3. Each such Petition or Affidavit shall account for all funds that were passed through or to each party named in the action, the disposition thereof, and the manner and time in which the passage of said funds were dispersed, together with a citation to the mortgage documentation, including a quote of the relevant passages in the body of the Petition or Affidavit wherein said funds are disclosed and wherein said funds are authorized. 

4. Each such Petition or Affidavit shall state with particularity whether any changes occurred after the closing of the subject loan transaction in which parties or persons were changed including the names and addresses of all parties and persons related to the transactions subject to the mortgage.

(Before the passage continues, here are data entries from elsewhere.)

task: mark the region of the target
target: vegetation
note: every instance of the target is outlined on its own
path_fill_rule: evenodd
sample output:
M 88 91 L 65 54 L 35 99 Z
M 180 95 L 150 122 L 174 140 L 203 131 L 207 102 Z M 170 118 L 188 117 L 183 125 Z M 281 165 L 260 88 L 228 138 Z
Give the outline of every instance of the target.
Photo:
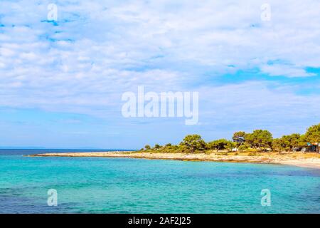
M 186 135 L 178 145 L 167 143 L 164 146 L 156 144 L 153 148 L 146 145 L 142 152 L 205 152 L 210 154 L 214 151 L 227 152 L 236 151 L 248 152 L 254 156 L 259 151 L 308 151 L 319 150 L 316 143 L 320 142 L 320 123 L 309 127 L 305 134 L 294 133 L 283 135 L 279 138 L 273 138 L 270 132 L 267 130 L 255 130 L 251 133 L 238 131 L 233 134 L 233 140 L 218 139 L 206 142 L 199 135 Z M 314 146 L 314 147 L 311 147 Z M 312 149 L 312 150 L 311 150 Z M 318 150 L 319 151 L 319 150 Z

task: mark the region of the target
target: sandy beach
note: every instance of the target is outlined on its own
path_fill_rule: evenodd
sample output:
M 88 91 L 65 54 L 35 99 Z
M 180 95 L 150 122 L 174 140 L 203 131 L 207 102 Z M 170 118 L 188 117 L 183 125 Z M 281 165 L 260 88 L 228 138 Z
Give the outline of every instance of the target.
M 178 160 L 185 161 L 211 161 L 263 164 L 282 164 L 320 169 L 320 155 L 314 153 L 259 153 L 254 156 L 247 153 L 160 153 L 141 152 L 95 152 L 43 153 L 28 155 L 31 157 L 131 157 L 143 159 Z

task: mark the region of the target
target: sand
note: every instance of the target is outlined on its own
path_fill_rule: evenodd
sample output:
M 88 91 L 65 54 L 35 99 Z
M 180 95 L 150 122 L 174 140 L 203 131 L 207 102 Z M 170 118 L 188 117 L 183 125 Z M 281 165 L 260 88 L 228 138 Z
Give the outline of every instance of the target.
M 230 162 L 263 164 L 283 164 L 300 167 L 320 169 L 320 155 L 314 153 L 277 153 L 265 152 L 257 155 L 250 156 L 247 153 L 228 153 L 219 152 L 205 154 L 186 153 L 161 153 L 146 152 L 65 152 L 65 153 L 44 153 L 28 155 L 31 157 L 132 157 L 160 160 L 178 160 L 186 161 L 212 161 Z

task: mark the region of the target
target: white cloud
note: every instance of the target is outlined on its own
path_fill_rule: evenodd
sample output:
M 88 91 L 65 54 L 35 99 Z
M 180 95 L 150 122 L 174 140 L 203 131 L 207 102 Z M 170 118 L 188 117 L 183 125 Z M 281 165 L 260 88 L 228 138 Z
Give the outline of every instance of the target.
M 58 26 L 45 21 L 49 3 L 0 3 L 0 105 L 101 115 L 117 109 L 121 93 L 138 85 L 199 90 L 191 86 L 194 80 L 203 84 L 208 78 L 194 74 L 198 69 L 210 69 L 213 77 L 255 68 L 304 77 L 313 76 L 306 67 L 320 67 L 319 1 L 270 1 L 270 22 L 260 19 L 263 1 L 58 1 Z M 285 64 L 267 64 L 277 61 Z M 255 90 L 245 85 L 231 99 Z M 221 89 L 230 92 L 223 87 L 215 93 L 208 86 L 219 99 L 208 100 L 208 108 L 230 103 L 220 99 L 227 93 Z M 292 98 L 304 99 L 263 91 L 276 109 Z M 260 110 L 260 100 L 242 100 L 239 110 L 245 104 Z

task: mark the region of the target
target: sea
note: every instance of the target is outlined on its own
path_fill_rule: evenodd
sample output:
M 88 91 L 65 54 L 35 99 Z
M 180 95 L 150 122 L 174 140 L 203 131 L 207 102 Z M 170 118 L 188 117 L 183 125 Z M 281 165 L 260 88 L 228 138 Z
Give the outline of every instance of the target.
M 320 170 L 0 150 L 0 213 L 320 213 Z

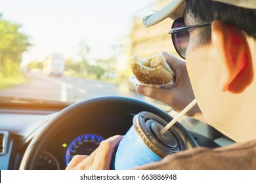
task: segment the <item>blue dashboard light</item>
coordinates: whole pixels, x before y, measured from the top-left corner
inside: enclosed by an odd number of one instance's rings
[[[96,141],[82,141],[82,139],[96,139]],[[66,165],[68,165],[75,155],[90,155],[98,146],[98,142],[101,142],[104,139],[102,137],[93,133],[83,134],[75,137],[70,142],[66,150]]]

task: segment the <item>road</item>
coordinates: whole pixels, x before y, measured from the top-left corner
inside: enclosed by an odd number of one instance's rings
[[[0,91],[0,96],[62,102],[76,102],[106,95],[127,96],[140,99],[143,98],[136,92],[123,92],[125,90],[123,88],[101,81],[68,76],[50,77],[40,73],[28,72],[26,75],[30,78],[29,82],[2,90]]]

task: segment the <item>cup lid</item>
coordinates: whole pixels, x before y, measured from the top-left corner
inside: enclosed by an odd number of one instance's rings
[[[163,135],[159,135],[167,124],[162,118],[148,112],[141,112],[133,118],[133,126],[144,143],[161,158],[186,149],[183,140],[173,127]]]

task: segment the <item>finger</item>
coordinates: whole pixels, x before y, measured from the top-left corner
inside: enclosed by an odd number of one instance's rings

5. With respect to sale or assignment or any joint or sharing arrangements concerning ownership, distribution of risk, or securitization in which the subject loan was referenced as collateral or otherwise, each such Petition shall state with particularity the details of each such transaction, the distribution or re-distribution of funds, and the documents employed by said parties after said closing.

6. Each and every such Petition or Affidavit shall affirmatively state that the foreclosing party(ies) have standing and authority to bring the action, defend counterclaims and answer affirmative defenses. The signature of the attorney on said pleading shall be mandatory and shall constitute a representation to the COURT that the filing attorney has performed proper due diligence to ascertain the truth of the allegations of legal standing and all other allegations.

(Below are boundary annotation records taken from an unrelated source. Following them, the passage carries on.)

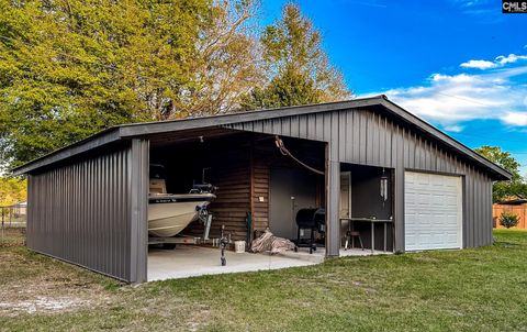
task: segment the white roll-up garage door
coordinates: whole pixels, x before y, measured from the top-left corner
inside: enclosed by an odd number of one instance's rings
[[[405,171],[405,250],[462,247],[462,210],[461,177]]]

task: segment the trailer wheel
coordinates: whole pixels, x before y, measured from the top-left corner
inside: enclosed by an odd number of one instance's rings
[[[176,243],[164,243],[162,248],[167,251],[172,251],[176,248]]]

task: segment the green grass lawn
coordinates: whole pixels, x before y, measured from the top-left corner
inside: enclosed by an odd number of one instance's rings
[[[347,257],[138,287],[5,247],[0,330],[527,331],[527,232],[494,235],[494,245],[474,250]],[[16,285],[33,285],[34,296],[47,299],[75,294],[80,305],[2,311],[2,297],[16,307]]]

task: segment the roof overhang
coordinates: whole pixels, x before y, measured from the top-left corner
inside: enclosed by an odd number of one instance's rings
[[[483,156],[479,155],[462,143],[456,141],[449,135],[442,133],[429,123],[421,120],[400,106],[388,100],[385,96],[375,96],[370,98],[360,98],[347,101],[310,104],[300,107],[288,107],[280,109],[258,110],[239,113],[229,113],[222,115],[212,115],[203,118],[190,118],[182,120],[171,120],[161,122],[146,122],[135,124],[124,124],[108,129],[98,134],[94,134],[86,140],[74,143],[64,148],[57,150],[41,158],[34,159],[25,165],[13,169],[15,175],[23,175],[36,170],[42,167],[61,162],[72,156],[87,153],[100,146],[108,145],[123,140],[131,140],[134,137],[147,137],[155,134],[179,132],[195,129],[218,128],[226,124],[242,123],[248,121],[268,120],[284,118],[291,115],[303,115],[310,113],[329,112],[345,109],[363,109],[369,107],[381,107],[383,111],[396,117],[407,125],[426,133],[430,139],[439,141],[441,144],[467,156],[470,161],[475,162],[481,167],[491,173],[494,180],[508,180],[512,175],[504,168],[495,165]]]

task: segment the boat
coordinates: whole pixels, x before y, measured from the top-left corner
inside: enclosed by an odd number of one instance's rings
[[[216,198],[214,186],[194,185],[189,193],[167,193],[165,179],[150,178],[148,235],[178,235],[191,222],[206,219],[209,203]]]

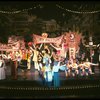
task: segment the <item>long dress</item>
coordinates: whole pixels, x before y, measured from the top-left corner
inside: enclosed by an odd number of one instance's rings
[[[4,60],[0,60],[0,80],[3,80],[5,78],[6,78],[5,62]]]

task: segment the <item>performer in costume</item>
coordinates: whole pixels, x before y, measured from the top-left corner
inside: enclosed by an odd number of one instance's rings
[[[0,80],[6,79],[6,66],[2,56],[0,56]]]

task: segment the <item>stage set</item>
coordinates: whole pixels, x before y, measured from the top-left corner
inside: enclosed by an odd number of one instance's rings
[[[82,34],[72,31],[32,37],[25,43],[11,36],[8,44],[0,44],[1,98],[99,97],[99,57],[94,59],[99,45],[85,45]]]
[[[85,45],[82,33],[69,31],[55,38],[43,33],[32,37],[33,41],[25,43],[23,37],[11,36],[8,44],[0,44],[4,60],[1,59],[1,62],[5,63],[4,66],[1,64],[1,68],[4,67],[5,75],[9,73],[16,80],[19,80],[20,74],[24,77],[30,74],[28,79],[40,75],[47,82],[52,82],[55,76],[55,79],[59,78],[60,72],[65,79],[99,75],[99,56],[98,59],[94,57],[99,45]],[[87,48],[89,54],[85,51]],[[37,75],[32,75],[35,72]],[[7,77],[4,76],[4,79]]]

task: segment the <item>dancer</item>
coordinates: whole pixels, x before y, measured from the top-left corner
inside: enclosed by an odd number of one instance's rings
[[[0,80],[6,79],[6,65],[5,61],[3,60],[2,56],[0,56]]]

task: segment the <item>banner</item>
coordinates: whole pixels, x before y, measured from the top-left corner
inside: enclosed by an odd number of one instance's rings
[[[39,44],[39,43],[56,43],[56,44],[61,44],[63,35],[56,37],[56,38],[44,38],[39,35],[33,34],[33,42],[34,44]]]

7. Each such Petitioner or Affidavit shall be accompanied by attachments of the referenced documents to be included with the first service of such Petition or Affidavit.

8. Each such Petition or Affidavit shall state with particularity and specificity each disclosure made to the borrower and any third parties involved in the transaction under the Truth in Lending Act and the corresponding provision of the mortgage documents executed by the borrower which supports said disclosure.

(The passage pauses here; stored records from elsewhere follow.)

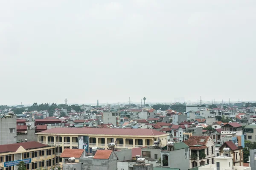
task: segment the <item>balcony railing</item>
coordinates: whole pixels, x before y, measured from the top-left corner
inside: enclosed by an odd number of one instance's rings
[[[137,144],[135,144],[135,147],[142,147],[142,145],[137,145]]]

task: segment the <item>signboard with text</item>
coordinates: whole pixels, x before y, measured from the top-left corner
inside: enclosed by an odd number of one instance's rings
[[[21,159],[18,160],[17,161],[10,161],[9,162],[4,162],[4,167],[10,167],[11,166],[15,166],[19,164],[20,162],[23,161],[24,162],[24,164],[29,164],[31,162],[31,159],[29,158],[29,159]]]

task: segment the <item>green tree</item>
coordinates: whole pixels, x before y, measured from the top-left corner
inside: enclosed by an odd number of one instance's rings
[[[26,170],[23,161],[20,161],[18,164],[18,170]]]

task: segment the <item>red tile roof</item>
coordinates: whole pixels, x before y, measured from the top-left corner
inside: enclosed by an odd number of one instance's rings
[[[131,157],[134,158],[136,155],[141,156],[141,147],[136,147],[131,149]]]
[[[65,149],[61,155],[61,158],[80,158],[84,150],[82,149]]]
[[[113,150],[98,150],[96,152],[93,159],[108,159],[113,151]]]
[[[20,146],[26,150],[48,147],[48,145],[37,142],[28,142],[13,144],[0,145],[0,153],[16,152]]]
[[[163,129],[162,129],[161,130],[160,130],[160,131],[163,132],[163,131],[171,131],[172,130],[172,129],[169,128],[164,128]]]
[[[156,125],[159,125],[159,126],[171,126],[172,125],[171,124],[169,123],[166,123],[166,122],[157,122],[156,123]]]
[[[156,136],[166,135],[163,132],[149,129],[109,129],[79,128],[55,128],[40,132],[39,133],[70,133],[87,135],[124,136]]]
[[[227,125],[229,125],[230,126],[233,127],[233,128],[238,128],[238,127],[241,127],[242,126],[237,122],[232,122],[232,123],[228,123],[224,125],[223,126],[227,126]]]
[[[137,123],[148,123],[148,122],[147,121],[146,119],[133,119],[132,120],[133,121],[137,121]]]
[[[155,110],[156,110],[154,109],[150,109],[150,110],[148,110],[148,112],[152,113],[152,112],[154,112],[154,111],[155,111]]]
[[[189,146],[190,149],[199,150],[207,148],[205,145],[209,136],[191,136],[188,140],[183,142]]]
[[[17,122],[26,122],[25,119],[17,119]]]
[[[204,122],[206,119],[202,119],[202,120],[201,120],[201,119],[196,119],[195,120],[199,122]]]
[[[221,150],[222,148],[224,147],[226,147],[226,146],[227,146],[233,150],[235,150],[239,149],[238,149],[238,147],[237,147],[236,146],[235,144],[232,142],[232,141],[228,141],[226,142],[225,143],[222,144],[222,145],[219,148],[219,150]]]

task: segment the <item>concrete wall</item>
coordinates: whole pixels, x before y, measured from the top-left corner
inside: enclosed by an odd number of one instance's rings
[[[154,159],[155,154],[157,155],[157,160],[161,158],[161,152],[159,149],[154,149],[154,148],[148,148],[146,147],[141,148],[141,156],[143,157],[144,157],[145,156],[143,155],[143,152],[150,152],[150,158]]]
[[[65,170],[81,170],[81,163],[68,163],[63,164],[62,169]],[[75,169],[76,168],[76,169]]]
[[[28,130],[27,134],[17,134],[17,140],[20,141],[21,139],[28,139],[28,142],[35,141],[38,142],[37,136],[35,135],[35,129]]]
[[[145,165],[136,164],[134,165],[133,170],[153,170],[153,164]]]
[[[10,133],[9,129],[15,129],[14,133]],[[16,118],[0,119],[0,144],[11,144],[16,143]]]
[[[118,158],[117,161],[125,161],[131,160],[131,149],[126,149],[122,150],[119,150],[118,151],[114,151],[116,155]]]

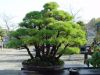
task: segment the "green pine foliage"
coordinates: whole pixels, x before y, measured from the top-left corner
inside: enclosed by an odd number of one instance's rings
[[[10,41],[9,46],[26,48],[31,59],[38,57],[41,60],[58,60],[65,50],[68,52],[67,47],[75,48],[86,44],[86,33],[81,26],[72,21],[73,16],[58,10],[58,7],[57,3],[50,2],[41,11],[27,13],[19,24],[20,28],[11,33],[11,40],[15,42]],[[34,46],[35,56],[28,48],[30,45]],[[77,49],[75,50],[76,53]]]

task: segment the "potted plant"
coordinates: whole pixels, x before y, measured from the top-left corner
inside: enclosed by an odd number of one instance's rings
[[[81,26],[73,22],[68,12],[58,10],[58,6],[49,2],[43,10],[27,13],[20,27],[11,32],[8,46],[24,47],[30,56],[22,62],[24,68],[60,70],[64,65],[60,57],[68,47],[76,48],[86,43],[86,33]],[[29,50],[31,45],[35,55]]]

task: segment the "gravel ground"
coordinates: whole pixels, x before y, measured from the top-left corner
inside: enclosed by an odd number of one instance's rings
[[[26,50],[0,50],[0,75],[20,75],[21,62],[28,59]],[[62,56],[66,64],[84,64],[84,55]]]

9. Each such Petition or Affidavit shall state with particularity and specificity each disclosure made to the borrower and any third parties involved in the transaction under the Truth in Lending Act and the corresponding provision of the mortgage documents executed by the borrower which does not support said disclosure. If any allegation other than “none” is made under this paragraph, the foreclosing party(ies) shall state with specificity the law or fact upon which they should be excused from compliance.

10. Each such Petition or Affidavit shall attach a full and complete accounting of all money, value or funds transmitted, paid or or promised between all parties involved in the loan transaction before or after the loan transaction. In the event the borrower has been overcharged, undercharged, or charged correctly, the Petition or Affidavit shall so state affirmatively, providing a full accounting of said funds. 

11. No answer or response from the borrower shall be due unless and until the foreclosing party(ies) are in complete and full compliance with the provisions of these rules. Any prior answer or response may be amended by the borrower after a determination is made that the foreclosing party(ies) are in full compliance. No prior Judgement, order or other document or rule shall prevent the borrower from filing a response or answer after the foreclosing party(ies) are found to be in compliance with these rules.

12. In the event that the foreclosing party(ies) fails or refuses to comply with these rules, the foreclosure shall be barred with prejudice and until the terms of the mortgage are determined with certainty by the Court by clear and convincing evidence, no payments to the mortgagee shall be due. This provision that not apply to payment to taxing authorities. In such event of delay caused by the the foreclosing party(ies) the court may fashion such equitable remedies as the Court deems fit in its discretion. for example, the Court could apply delinquent payments to the end of the mortgage, thus extending the terms. 

13. In the event of non-compliance with these rules wherein the foreclosing party(ies) demonstrate to the Court the probability that they could amend their filing to conform to the requirements herein, the foreclosing party(ies) shall file an amended Petition or Affidavit on or before thirty (30) days from the date of the order of the Court allowing the amendment. Failure to file within said thirty period shall be grounds for a mandatory immediate dismissal with prejudice. 

14. In the event of the filing of a verified amended Petition or Affidavit, Borrower shall have sixty (60) days in which to answer or respond. Failure to answer or respond shall not relieve the burden of proof of the foreclosing party(ies) in compliance with state, local and Federal law, and in compliance with these rules.

15. The Court may grant attorney fees and costs to the prevailing party in each case where a motion or other filing occurs, wherein a determination is made in an adversary proceeding that the filing is in or out of compliance. 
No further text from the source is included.